構造工学とは

構造工学とは

構造工学コースとは

構造工学コースとは、私たちのまわりにある建物、自動車、航空機、船舶、橋など形のある『もの』を対象に学ぶコースです。これらの『もの』は、一般的に《構造物》と呼ばれ、私たちの生活にとって欠くことのできないものばかりです。本コースは、《構造物》を造る技術者や研究者を養成するために、1967年に我が国で最初に設立されたユニークな学科「構造工学科」がその基礎になっています。設立以来、建築、自動車、航空機、船舶、橋梁など多くの産業分野に技術者や研究者を送り出してきました。

各方面からみた構造工学を各教員が解説します。

構造物の振動

吉武 裕

構造工学コースが考える構造物とは自動車,航空機,建物,橋,船舶など形あるもの全てを含みます。ご存じのようにこれらは全て振動するものです。さらに言えば、人の内臓でさえ振動します。これらは大きさや形、材質まで異なりますが、数式で表せば、ほぼ同じ形の式になります。従って、それらは同一の振動理論で説明することができます。また、ものが変わっても全く同じタイプの振動が発生することがあります。例えば、以下の構造物はそれぞれ同じタイプの振動を行います。

  • 地震による建物の振動、路面の凹凸による車の振動、歯形誤差をもつ歯車の振動
  • ブランコの振動とアメリカンクラッカー
  • 季節風による建物の振動とマジックパイプ

さらに、免震構造物と洗濯機は振動を少なくするための原理は同じです。
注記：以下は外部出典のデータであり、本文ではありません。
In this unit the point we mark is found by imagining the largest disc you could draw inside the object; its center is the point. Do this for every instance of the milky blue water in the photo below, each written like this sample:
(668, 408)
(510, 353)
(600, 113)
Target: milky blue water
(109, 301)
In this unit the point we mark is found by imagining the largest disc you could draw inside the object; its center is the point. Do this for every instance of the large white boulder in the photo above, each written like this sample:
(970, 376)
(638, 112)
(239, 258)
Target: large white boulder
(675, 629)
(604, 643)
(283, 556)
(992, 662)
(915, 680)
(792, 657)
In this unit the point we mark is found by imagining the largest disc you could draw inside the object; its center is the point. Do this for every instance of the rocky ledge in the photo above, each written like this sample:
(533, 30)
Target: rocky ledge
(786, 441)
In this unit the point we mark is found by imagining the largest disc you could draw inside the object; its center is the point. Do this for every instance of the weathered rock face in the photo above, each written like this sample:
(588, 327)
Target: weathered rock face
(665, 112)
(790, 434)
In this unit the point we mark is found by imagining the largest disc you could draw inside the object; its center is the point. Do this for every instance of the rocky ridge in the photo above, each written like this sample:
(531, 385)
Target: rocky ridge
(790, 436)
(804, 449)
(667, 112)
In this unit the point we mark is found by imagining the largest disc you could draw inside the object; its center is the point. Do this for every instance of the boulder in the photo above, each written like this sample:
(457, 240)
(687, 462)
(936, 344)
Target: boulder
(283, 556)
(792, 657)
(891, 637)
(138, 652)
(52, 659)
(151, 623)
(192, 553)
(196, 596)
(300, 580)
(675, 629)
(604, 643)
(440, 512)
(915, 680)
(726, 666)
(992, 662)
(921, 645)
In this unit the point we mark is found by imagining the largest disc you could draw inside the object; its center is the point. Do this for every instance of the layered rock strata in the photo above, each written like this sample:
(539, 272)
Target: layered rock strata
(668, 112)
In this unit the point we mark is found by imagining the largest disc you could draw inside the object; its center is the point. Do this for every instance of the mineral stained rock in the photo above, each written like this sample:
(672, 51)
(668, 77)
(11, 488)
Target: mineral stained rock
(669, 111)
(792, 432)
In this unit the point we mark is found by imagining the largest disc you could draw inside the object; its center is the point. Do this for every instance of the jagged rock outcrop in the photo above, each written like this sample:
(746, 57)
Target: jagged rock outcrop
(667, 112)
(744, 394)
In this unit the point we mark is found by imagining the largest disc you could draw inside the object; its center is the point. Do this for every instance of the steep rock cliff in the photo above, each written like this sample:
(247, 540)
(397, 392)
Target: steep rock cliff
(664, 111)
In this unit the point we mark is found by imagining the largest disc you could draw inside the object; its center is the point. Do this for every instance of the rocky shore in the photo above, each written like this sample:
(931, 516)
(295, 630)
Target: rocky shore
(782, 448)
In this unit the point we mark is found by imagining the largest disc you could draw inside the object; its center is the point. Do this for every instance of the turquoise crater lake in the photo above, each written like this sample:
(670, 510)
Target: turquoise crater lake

同じ設計思想の基に作られています。

長崎大学工学部構造工学コースで対象にとらわれない理論を学ぶことにより、どのような産業分野に就職しても活躍できるでしょう。

ゴシック聖堂は なぜステンドグラスが美しいのか

安武 敦子


ロマネスク様式までの教会は壁は厚く,窓も小さなものでした。ステンドグラスをはじめとする大きな窓が入れられ,教会堂が一気に明るくなるのはゴシック様式(12世紀)以降のことです。これは構造力学的発展によるところが大きいと言われます。


教会は一般に,入口から祭壇に向かうメインの中央通路とその両脇にある側廊で構成され,断面で考えると,中央通路が高く,側廊が低くなっています。ロマネスク様式では,中央天井のアーチ状の梁の下部が,外へ開こうとする力を堂内の柱と側廊のアーチで受け止めていました。それがゴシック様式になると,側廊の屋根より高い位置でフライング・バットレス(飛び梁)が外部に張り出し,力を伝え,控え壁で支えます。パリのノートルダム寺院を背後から見るとたくさんのフライング・バッドレスを見ることができます(写真)。

この構造的アイデアにより,中央通路部を高くすることができ,光による荘厳な空間が生まれ,ゴシック様式は各地に広まっていったと考えられます。デザインと構造は別個ではなく一体だという良い例です。